Allein die Handlung macht einen ausgesprochen natürlichen und realistischen Eindruck. Die Charaktere werden ruhig und mit viel Zeit porträtiert und wachsen dem Zuschauer ans Herz, sodass man glaubt die gezeichneten Figuren zu kennen. Man merkt dem Skript an, dass es hier nicht darum ging einen Film über Homosexualität und dessen Probleme im Speziellen zu machen. Vielmehr geht es um eine Liebe, die in der Gesellschaft von heute gewisse Probleme mit sich bringt. So etwa, dass man sich vor seinen Eltern ein wenig für seine/n Partner/Partnerin schämt, oder das Gefühl in der Welt des anderen doch etwas zu deplatziert zu sein und sich dort nicht richtig einfinden zu können. Es geht auch um unterschiedliche Vorstellungen von Zukunftsplänen und Familienwünschen und darum, etwas aus seinem Leben zu machen. Unsicherheiten werden ebenso gezeigt, wie sexuelle Leidenschaften und einzigartige Neigungen, die beide an sich entdecken und intime Geheimnisse über den anderen erkunden. Die Akzeptanz oder auch Nichtakzeptanz der eigenen Freunde bezüglich eines neuen unerwarteten Lebensstil, den man seiner Liebe wegen annimmt, kann genauso wie die anderen genannten Themen in jeder Beziehung aufkommen und ist allgemeingültig. Durch die Thematisierung einer lesbischen Beziehung werden die Konflikte lediglich verdeutlicht und ein bisschen auf die Spitze getrieben, aber immer in einem Maße, dass der Zuschauer jederzeit mitfühlen kann. "Blau ist eine warme Farbe" porträtiert eine Beziehung so intensiv, wie man es selten bei einem Film erlebt hat und gibt dabei einen tiefen Einblick in das Privatleben dieser beiden Frauen. Tatsächlich fühlt sich der Zuschauer ebenso unwohl wie eine der Protagonistinnen, weil die intensiven, intimen Szenen fast schon zu stark bewegen - und besonders die Szenen, in denen sich eine der beiden Charaktere unwohl fühlt. Daher wirkt die Natürlichkeit manchmal einen kleinen Tick zu viel des Guten und man kann sich fragen, wofür diese Szene jetzt nötig war und ob man nicht einige Szenen, die ihren Alltag betreffen, hätte weglassen, oder kürzen können. Zumal man hier von einem Film mit einer Laufzeit von 172 Minuten spricht.

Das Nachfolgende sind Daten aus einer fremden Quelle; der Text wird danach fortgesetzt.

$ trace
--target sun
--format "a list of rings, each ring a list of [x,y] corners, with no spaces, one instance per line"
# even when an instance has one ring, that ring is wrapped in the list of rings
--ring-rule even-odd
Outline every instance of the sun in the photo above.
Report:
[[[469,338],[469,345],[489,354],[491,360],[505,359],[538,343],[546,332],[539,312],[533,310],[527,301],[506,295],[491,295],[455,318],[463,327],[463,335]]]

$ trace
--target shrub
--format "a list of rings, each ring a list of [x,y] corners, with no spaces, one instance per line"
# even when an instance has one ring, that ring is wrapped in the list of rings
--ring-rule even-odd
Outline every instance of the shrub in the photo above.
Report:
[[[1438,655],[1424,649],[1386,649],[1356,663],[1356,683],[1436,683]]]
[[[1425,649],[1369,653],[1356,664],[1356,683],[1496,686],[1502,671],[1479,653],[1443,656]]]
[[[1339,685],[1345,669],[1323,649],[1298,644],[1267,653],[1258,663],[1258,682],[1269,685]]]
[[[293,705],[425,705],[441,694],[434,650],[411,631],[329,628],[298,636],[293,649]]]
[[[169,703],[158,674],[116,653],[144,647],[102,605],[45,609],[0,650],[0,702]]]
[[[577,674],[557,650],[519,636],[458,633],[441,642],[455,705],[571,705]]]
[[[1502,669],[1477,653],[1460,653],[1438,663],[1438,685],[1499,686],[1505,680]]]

Die einzigartige Atmosphäre ist natürlich vor allem den beiden herausragenden Hauptdarstellerinnen sowie der ausgezeichneten Regie von Abdellatif Kechiche zu verdanken. Seine Adaption der Graphic Novel "Le Bleu est une couleur chaude" betrachtete er als "einen universellen Film über die Leidenschaft und die Suche nach der sexuellen Identität". So sagte er über seine Intentionen: "Es lag mir fern, irgendeine militante Aussage zum Thema Homosexualität zu äußern". In seinem Film gehe es ihm "um die Geschichte eines Liebespaares schlechthin, um die Höhen und Tiefen einer tief empfundenen Beziehung, die jeden, ganz unabhängig von seiner sexuellen Orientierung, anrühren." Und das passt. Die Kamera ist unglaublich sinnlich. Immer wieder werden die Gesichter und Reaktionen in Großaufnahme eingefangen. Besonders Tanzszenen oder Szenen, in denen die beiden Darstellerinnen lange Blicke austauschen wirken intensiv und können begeistern. Doch man muss eben ein Faible für eine ruhige Kamera und intensive Erzählweise mitbringen, Manch einer mag dies wohl eher als langweilig empfinden. Doch wer sich darauf einlasen kann, könnte sich darin verlieren. Die Musik wirkt ebenfalls passend und stimmig. Genauso wie sämtliche Sets authentisch und passen gewählt worden sind. Léa Seydoux und Adèle Exarchopoulos liefern hier beide atemberaubende Darbietungen ab und beweisen nebenbei viel Mut, besonders was die Darstellung der Sexszenen angeht, die bei diesem Film in den Spalten der Presse heiß diskutiert wurden. Und ja, sie erinnern teilweise schon stark an einen pornografischen Film und dennoch kann man sie nicht als unpassend empfinden. Dass der Film eine FSK-16 bekommen hat, grenzt an ein Wunder. Umso intensiver erlebt man die Beziehung der beiden und alles in allem ist es sogar ein Plädoyer für mehr sexuelle Offenheit, mit dem die Hauptfigur ja auch zuweilen zu kämpfen hat.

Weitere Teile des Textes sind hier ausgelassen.